Note: This was originally published May 17, 1999, when I was the Frugal Living Guide for About.com Other sites have since picked it up and published it, but I own the rights to it. I am not complaining; on the contrary, it's a compliment when people think what I have written is worth repeating - as long as they attribute the work to me.
Frugal people are familiar with things like self-sufficiency, homeschooling, midwifery, simple living, alternative energy, dumpster diving and wild food foraging. We are also familiar with budgets, bank rates, and personal finance.
We live in every circumstance and situation imaginable, from past the end-of-the-road rural cabins, to highrise apartments. Some of us are passionate about the natural world around us, others feel as if allowing our hair to grow an extra inch is going natural. For some, "back to basics" means cooking a meal instead of eating out, for others, it means sawing the winter's wood with a crosscut saw.
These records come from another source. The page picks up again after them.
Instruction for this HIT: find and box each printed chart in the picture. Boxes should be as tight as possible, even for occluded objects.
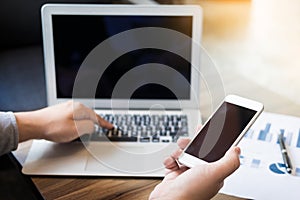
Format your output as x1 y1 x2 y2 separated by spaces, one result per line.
221 112 300 200
241 116 300 176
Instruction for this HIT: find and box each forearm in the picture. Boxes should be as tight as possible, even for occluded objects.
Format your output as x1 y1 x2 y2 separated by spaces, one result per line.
14 111 44 142
13 101 112 144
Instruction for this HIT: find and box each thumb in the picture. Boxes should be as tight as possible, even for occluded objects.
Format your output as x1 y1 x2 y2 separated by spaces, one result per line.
211 147 241 181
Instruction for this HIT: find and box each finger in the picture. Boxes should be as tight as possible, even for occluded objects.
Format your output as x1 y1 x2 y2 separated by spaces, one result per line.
196 124 202 132
177 138 190 149
97 115 114 129
212 146 241 181
171 148 183 160
164 165 189 178
72 102 113 129
75 120 95 136
163 146 186 170
163 156 179 171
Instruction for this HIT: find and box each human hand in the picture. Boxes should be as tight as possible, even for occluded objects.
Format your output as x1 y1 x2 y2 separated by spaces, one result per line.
15 101 113 143
149 138 241 200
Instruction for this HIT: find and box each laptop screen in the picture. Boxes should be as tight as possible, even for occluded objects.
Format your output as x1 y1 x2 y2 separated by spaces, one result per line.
52 15 193 100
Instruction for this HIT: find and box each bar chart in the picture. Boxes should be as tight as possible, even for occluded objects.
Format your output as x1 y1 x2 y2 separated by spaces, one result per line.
238 112 300 176
221 112 300 200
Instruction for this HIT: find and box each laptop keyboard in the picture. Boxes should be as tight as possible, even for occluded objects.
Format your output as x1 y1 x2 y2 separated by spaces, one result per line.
89 114 189 143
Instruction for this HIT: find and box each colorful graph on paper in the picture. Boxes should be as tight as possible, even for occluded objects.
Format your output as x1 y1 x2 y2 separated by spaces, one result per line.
221 112 300 200
241 112 300 176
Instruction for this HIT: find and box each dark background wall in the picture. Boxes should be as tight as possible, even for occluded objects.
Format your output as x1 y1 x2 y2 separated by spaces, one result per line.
0 0 129 112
Just as we are a diverse, broad ray in the spectrum of lifestyles, we are also perceived in many opposing ways.
"Frugality" can conjure up visions of continual black bean soup and shoes with cardboard insoles. "Mean" and "stingy" are the synonyms that come quickly to mind. Doing without, deprivation, and poor, are other words used to describe a state of being that's a threat rather than a blessing; a thing to be avoided rather than sought after.
But frugality (synonyms: economical, money-wise, canny) can also mean creatively making the available money do as many things as possible, down to creating and maintaining a comfortable savings account and living debt-free.
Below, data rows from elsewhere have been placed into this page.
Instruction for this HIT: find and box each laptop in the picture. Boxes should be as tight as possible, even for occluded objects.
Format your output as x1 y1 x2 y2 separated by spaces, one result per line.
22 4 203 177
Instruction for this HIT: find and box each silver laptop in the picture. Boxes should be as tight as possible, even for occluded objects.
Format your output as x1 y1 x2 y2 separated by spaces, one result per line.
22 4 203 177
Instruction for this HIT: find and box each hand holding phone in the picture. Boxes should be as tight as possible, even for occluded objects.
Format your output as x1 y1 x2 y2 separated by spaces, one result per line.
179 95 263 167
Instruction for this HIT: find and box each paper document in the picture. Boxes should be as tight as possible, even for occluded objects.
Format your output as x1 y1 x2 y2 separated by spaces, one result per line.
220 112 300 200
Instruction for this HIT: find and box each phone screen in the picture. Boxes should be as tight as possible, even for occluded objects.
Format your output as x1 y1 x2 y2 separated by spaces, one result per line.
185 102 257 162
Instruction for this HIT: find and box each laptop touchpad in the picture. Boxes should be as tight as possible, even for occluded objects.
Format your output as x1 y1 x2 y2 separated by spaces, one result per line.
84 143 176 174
What and who are we, really? Most of us will find ourselves on neither end of this seesaw -- and seesaw it is. Nothing ever stays balanced exactly, so there is always a little adjustment to be made here, a little tuck to be taken there. Probably the only thing that can be said of frugal people is that they are determined to get the most and the best from the resources they have.
Most of us simply continue trying to be more and more frugal in various ways, but there are those who have the courage to completely sell out. Voluntary simplicity, they call it. A simpler, more frugal life isn't limited to those who have already made it, and changed their minds, either.
In the final test, living frugally is all about choices... yours and mine. When we begin to make conscious choices about how, when, and if we use your resources, we are immediately more in control. And when we're in control, the responsibility is ours -- for a more frugal tomorrow, personally and globally.